Most recently, and after the decision of the Appellate Division in Chelsea 19, the Appellate Term, First Department issued a decision in 361 West 21st HDFC v. Frazier, 2009 NY Slip Op 29482, finding that the Civil Court had the authority, based upon its general supervisory power, to enforce so-ordered stipulations and in that case to allow for the tenant to remain. For all of these reasons, this Court finds that it has the authority under the aforementioned long line of cases from the Court of Appeals, to the Appellate Division, to the Appellate Term, to exercise its discretion and grant relief in this case.

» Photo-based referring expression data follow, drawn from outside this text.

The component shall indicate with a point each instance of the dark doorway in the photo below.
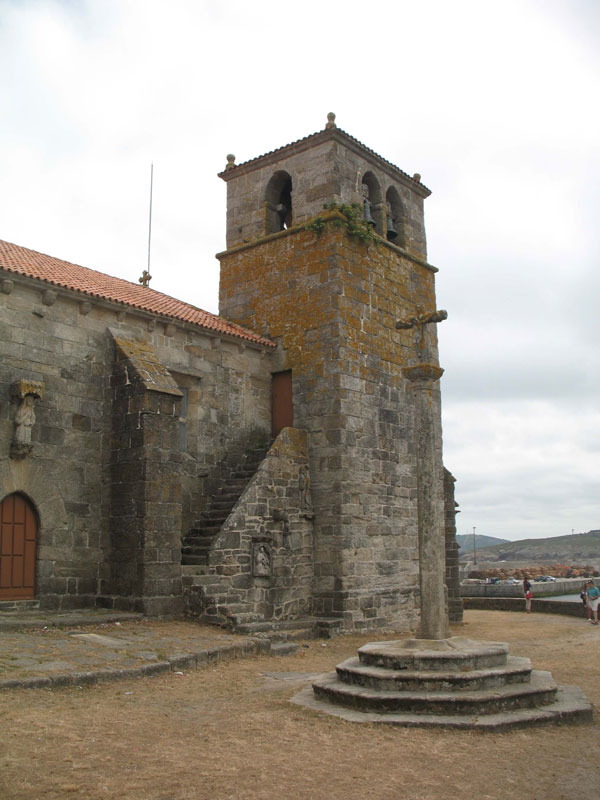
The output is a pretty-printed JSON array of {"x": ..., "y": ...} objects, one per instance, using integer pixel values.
[
  {"x": 282, "y": 408},
  {"x": 18, "y": 541}
]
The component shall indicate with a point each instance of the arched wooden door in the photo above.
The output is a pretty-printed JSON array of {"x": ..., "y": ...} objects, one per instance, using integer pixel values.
[{"x": 18, "y": 542}]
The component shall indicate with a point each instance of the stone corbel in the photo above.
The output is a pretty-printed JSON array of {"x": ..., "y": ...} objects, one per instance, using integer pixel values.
[{"x": 25, "y": 393}]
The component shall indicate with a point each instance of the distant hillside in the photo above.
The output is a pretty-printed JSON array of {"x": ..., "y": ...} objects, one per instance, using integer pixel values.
[
  {"x": 465, "y": 542},
  {"x": 578, "y": 547}
]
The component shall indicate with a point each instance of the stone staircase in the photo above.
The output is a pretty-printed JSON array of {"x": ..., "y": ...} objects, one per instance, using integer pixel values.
[
  {"x": 450, "y": 683},
  {"x": 197, "y": 543}
]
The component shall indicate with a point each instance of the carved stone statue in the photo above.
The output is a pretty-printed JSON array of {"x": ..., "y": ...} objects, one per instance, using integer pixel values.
[
  {"x": 419, "y": 323},
  {"x": 26, "y": 393},
  {"x": 261, "y": 560},
  {"x": 304, "y": 488}
]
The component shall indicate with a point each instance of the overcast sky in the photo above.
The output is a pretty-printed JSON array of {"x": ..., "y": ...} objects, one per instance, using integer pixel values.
[{"x": 496, "y": 104}]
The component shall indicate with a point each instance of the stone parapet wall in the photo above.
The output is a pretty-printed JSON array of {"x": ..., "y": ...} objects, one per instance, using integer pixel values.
[
  {"x": 565, "y": 586},
  {"x": 515, "y": 604}
]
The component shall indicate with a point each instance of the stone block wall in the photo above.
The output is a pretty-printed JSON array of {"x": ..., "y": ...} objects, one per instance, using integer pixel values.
[
  {"x": 145, "y": 485},
  {"x": 263, "y": 555},
  {"x": 332, "y": 304},
  {"x": 65, "y": 340},
  {"x": 333, "y": 171}
]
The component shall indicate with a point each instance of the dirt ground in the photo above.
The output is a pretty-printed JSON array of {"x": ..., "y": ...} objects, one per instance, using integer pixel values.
[{"x": 230, "y": 732}]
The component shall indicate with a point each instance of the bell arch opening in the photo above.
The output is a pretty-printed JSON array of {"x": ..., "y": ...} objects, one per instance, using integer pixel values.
[
  {"x": 278, "y": 202},
  {"x": 372, "y": 205},
  {"x": 394, "y": 227}
]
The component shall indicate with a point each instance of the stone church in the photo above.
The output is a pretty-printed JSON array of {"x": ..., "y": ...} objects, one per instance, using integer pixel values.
[{"x": 254, "y": 467}]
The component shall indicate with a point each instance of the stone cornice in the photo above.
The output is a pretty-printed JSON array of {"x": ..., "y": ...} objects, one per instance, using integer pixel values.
[{"x": 327, "y": 216}]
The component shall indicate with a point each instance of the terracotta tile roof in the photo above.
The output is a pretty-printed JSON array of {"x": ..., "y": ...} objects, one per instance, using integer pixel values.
[
  {"x": 315, "y": 138},
  {"x": 22, "y": 261}
]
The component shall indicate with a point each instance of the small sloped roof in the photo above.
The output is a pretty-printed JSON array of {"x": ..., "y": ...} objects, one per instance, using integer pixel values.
[{"x": 22, "y": 261}]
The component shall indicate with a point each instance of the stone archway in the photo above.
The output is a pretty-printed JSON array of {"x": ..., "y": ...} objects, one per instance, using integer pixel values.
[{"x": 18, "y": 546}]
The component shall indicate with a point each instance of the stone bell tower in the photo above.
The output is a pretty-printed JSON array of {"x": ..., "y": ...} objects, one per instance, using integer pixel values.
[{"x": 325, "y": 252}]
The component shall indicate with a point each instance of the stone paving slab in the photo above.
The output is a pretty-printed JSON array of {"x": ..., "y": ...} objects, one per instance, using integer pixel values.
[{"x": 49, "y": 656}]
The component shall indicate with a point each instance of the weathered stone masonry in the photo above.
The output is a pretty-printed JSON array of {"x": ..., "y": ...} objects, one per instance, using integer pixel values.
[{"x": 147, "y": 411}]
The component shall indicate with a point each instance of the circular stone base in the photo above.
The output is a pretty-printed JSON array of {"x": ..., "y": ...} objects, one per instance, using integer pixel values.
[{"x": 456, "y": 652}]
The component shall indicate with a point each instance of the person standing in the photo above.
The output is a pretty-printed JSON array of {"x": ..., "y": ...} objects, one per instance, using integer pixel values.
[
  {"x": 593, "y": 596},
  {"x": 528, "y": 593},
  {"x": 583, "y": 596}
]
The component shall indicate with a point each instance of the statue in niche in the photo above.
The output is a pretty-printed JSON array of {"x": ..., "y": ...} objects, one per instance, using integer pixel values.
[
  {"x": 304, "y": 488},
  {"x": 261, "y": 560},
  {"x": 26, "y": 393}
]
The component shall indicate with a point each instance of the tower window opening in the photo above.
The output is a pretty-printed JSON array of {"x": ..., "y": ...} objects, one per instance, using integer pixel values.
[
  {"x": 278, "y": 203},
  {"x": 372, "y": 207},
  {"x": 394, "y": 226}
]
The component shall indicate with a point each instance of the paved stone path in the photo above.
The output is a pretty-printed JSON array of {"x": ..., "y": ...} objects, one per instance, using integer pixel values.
[{"x": 81, "y": 648}]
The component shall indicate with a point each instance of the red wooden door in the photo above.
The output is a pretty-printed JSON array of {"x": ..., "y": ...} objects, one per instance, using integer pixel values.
[
  {"x": 18, "y": 540},
  {"x": 282, "y": 409}
]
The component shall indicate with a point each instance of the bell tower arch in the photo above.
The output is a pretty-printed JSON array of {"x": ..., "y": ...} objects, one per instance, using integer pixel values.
[{"x": 328, "y": 286}]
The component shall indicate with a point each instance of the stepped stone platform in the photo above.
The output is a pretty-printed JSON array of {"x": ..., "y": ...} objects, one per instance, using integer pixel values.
[{"x": 448, "y": 683}]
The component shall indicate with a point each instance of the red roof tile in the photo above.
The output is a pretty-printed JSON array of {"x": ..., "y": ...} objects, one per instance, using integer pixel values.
[{"x": 22, "y": 261}]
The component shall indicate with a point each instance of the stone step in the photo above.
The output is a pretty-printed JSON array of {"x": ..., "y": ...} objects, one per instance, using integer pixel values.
[
  {"x": 196, "y": 546},
  {"x": 274, "y": 626},
  {"x": 19, "y": 605},
  {"x": 539, "y": 691},
  {"x": 570, "y": 706},
  {"x": 203, "y": 530},
  {"x": 517, "y": 670},
  {"x": 456, "y": 653},
  {"x": 243, "y": 617},
  {"x": 287, "y": 636}
]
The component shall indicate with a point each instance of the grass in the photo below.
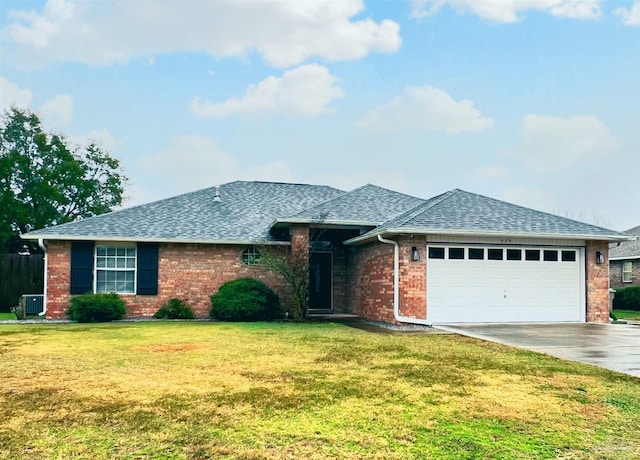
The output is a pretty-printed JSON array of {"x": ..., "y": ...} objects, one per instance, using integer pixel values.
[
  {"x": 627, "y": 314},
  {"x": 260, "y": 391}
]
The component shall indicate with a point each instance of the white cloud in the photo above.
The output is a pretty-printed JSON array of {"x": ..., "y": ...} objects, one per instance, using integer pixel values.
[
  {"x": 530, "y": 198},
  {"x": 426, "y": 108},
  {"x": 54, "y": 113},
  {"x": 284, "y": 33},
  {"x": 101, "y": 137},
  {"x": 508, "y": 11},
  {"x": 58, "y": 111},
  {"x": 12, "y": 96},
  {"x": 493, "y": 173},
  {"x": 393, "y": 180},
  {"x": 630, "y": 17},
  {"x": 195, "y": 162},
  {"x": 552, "y": 143},
  {"x": 304, "y": 91}
]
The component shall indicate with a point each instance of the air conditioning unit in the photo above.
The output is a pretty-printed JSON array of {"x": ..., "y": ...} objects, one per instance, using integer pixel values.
[{"x": 33, "y": 304}]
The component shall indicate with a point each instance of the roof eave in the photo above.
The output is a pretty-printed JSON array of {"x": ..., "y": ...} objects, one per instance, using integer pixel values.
[
  {"x": 338, "y": 222},
  {"x": 421, "y": 231},
  {"x": 150, "y": 240}
]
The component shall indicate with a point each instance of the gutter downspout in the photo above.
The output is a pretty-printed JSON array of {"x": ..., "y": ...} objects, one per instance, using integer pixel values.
[
  {"x": 396, "y": 287},
  {"x": 44, "y": 300}
]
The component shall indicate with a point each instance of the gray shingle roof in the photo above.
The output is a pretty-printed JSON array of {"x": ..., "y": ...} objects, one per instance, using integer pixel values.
[
  {"x": 247, "y": 209},
  {"x": 243, "y": 215},
  {"x": 627, "y": 249},
  {"x": 458, "y": 211},
  {"x": 367, "y": 204}
]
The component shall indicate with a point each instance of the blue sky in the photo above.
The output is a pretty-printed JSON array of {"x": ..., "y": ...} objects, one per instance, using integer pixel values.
[{"x": 536, "y": 102}]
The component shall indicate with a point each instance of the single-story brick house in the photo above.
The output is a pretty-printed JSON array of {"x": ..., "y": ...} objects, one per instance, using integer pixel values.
[
  {"x": 624, "y": 261},
  {"x": 374, "y": 252}
]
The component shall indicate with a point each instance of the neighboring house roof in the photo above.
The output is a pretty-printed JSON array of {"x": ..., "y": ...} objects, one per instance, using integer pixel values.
[
  {"x": 242, "y": 215},
  {"x": 627, "y": 249},
  {"x": 466, "y": 213},
  {"x": 368, "y": 205}
]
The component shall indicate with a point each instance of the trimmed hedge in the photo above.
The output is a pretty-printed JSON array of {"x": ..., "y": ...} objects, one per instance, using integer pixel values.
[
  {"x": 627, "y": 298},
  {"x": 96, "y": 308},
  {"x": 244, "y": 299},
  {"x": 175, "y": 309}
]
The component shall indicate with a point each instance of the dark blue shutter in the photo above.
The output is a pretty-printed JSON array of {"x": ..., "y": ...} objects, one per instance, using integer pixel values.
[
  {"x": 81, "y": 267},
  {"x": 147, "y": 269}
]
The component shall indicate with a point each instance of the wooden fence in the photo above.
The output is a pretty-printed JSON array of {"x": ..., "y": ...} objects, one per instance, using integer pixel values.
[{"x": 20, "y": 275}]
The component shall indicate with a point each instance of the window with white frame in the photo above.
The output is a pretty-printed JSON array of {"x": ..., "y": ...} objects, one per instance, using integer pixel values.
[
  {"x": 251, "y": 256},
  {"x": 626, "y": 271},
  {"x": 116, "y": 269}
]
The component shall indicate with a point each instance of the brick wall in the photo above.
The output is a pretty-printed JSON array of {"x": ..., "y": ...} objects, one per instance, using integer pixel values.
[
  {"x": 340, "y": 287},
  {"x": 370, "y": 281},
  {"x": 191, "y": 272},
  {"x": 413, "y": 278},
  {"x": 597, "y": 283},
  {"x": 615, "y": 274}
]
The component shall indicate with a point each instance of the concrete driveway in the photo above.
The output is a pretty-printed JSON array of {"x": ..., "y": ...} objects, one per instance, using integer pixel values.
[{"x": 611, "y": 346}]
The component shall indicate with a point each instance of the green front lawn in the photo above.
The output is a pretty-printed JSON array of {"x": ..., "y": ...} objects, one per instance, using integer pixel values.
[
  {"x": 253, "y": 391},
  {"x": 627, "y": 314}
]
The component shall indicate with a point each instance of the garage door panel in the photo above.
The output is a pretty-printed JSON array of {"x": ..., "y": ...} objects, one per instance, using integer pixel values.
[{"x": 506, "y": 290}]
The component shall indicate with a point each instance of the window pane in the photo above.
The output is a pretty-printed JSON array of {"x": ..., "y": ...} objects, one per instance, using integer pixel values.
[
  {"x": 532, "y": 254},
  {"x": 626, "y": 272},
  {"x": 514, "y": 254},
  {"x": 115, "y": 269}
]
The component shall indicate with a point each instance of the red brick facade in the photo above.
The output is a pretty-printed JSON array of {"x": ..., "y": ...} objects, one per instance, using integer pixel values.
[
  {"x": 362, "y": 277},
  {"x": 191, "y": 272},
  {"x": 615, "y": 273},
  {"x": 597, "y": 283},
  {"x": 370, "y": 280}
]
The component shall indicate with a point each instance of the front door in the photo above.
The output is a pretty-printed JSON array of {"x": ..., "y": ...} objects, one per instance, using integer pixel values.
[{"x": 320, "y": 280}]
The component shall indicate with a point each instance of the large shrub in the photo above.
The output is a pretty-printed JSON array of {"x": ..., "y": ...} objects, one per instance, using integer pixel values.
[
  {"x": 175, "y": 309},
  {"x": 96, "y": 308},
  {"x": 244, "y": 299},
  {"x": 627, "y": 298}
]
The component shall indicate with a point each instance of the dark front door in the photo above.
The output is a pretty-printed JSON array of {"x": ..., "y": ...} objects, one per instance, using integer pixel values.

Chelsea 19 does not mandate a lease forfeiture for a long term rent stabilized senior citizen tenant who has made substantially all of the payments due pursuant to a stipulation, then suffers a heart attack, is hospitalized for fourteen days and then released to the care of family, and therefore delays in the final payment of the current monthly rent of $ 615.96 plus arrears of $47.88. The respondent has now paid all rent due through March 2010 plus reasonable marshal and legal fees. Accordingly, this case presents appropriate circumstances to restore the respondent to possession and relieve him from the terms of the stipulation. The petitioner's request for additional legal fees for the submission of largely repetitive papers is denied in the discretion of the Court. See e.g., Schoenaru v Lek, 283 AD2d 200 (1st Dep't 2001). The judgment and warrant are vacated as satisfied. --------------- Notes: The motion actually sought restoration to the calendar as apparently respondent did not inform the clerk that he had already been evicted. See the order of this Court dated 3/3/10. 2. In counsel for respondent's further affirmation in support of the motion he quotes Dr. Richard Fogoros, http://heartdisease.about.com/od/heartattack/g/STEMI.htm. stating that "STEMI is an acronym meaning ST segment elevation myocardial infarction,' which is a type of heart attack.... Myocardial infarctions (heart attacks) occur when a coronary artery suddenly becomes at least partially blocked by a blood clot, causing at least some of the heart muscle being supplied by that artery to become infarcted (that is, to die). Heart attacks are divided into two types, according to their severity. A STEMI is the more severe type." 3. The Court notes that the nonpayment case was commenced on the heels of the expiration of the probationary period pursuant to a stipulation in a chronic nonpayment holdover proceeding.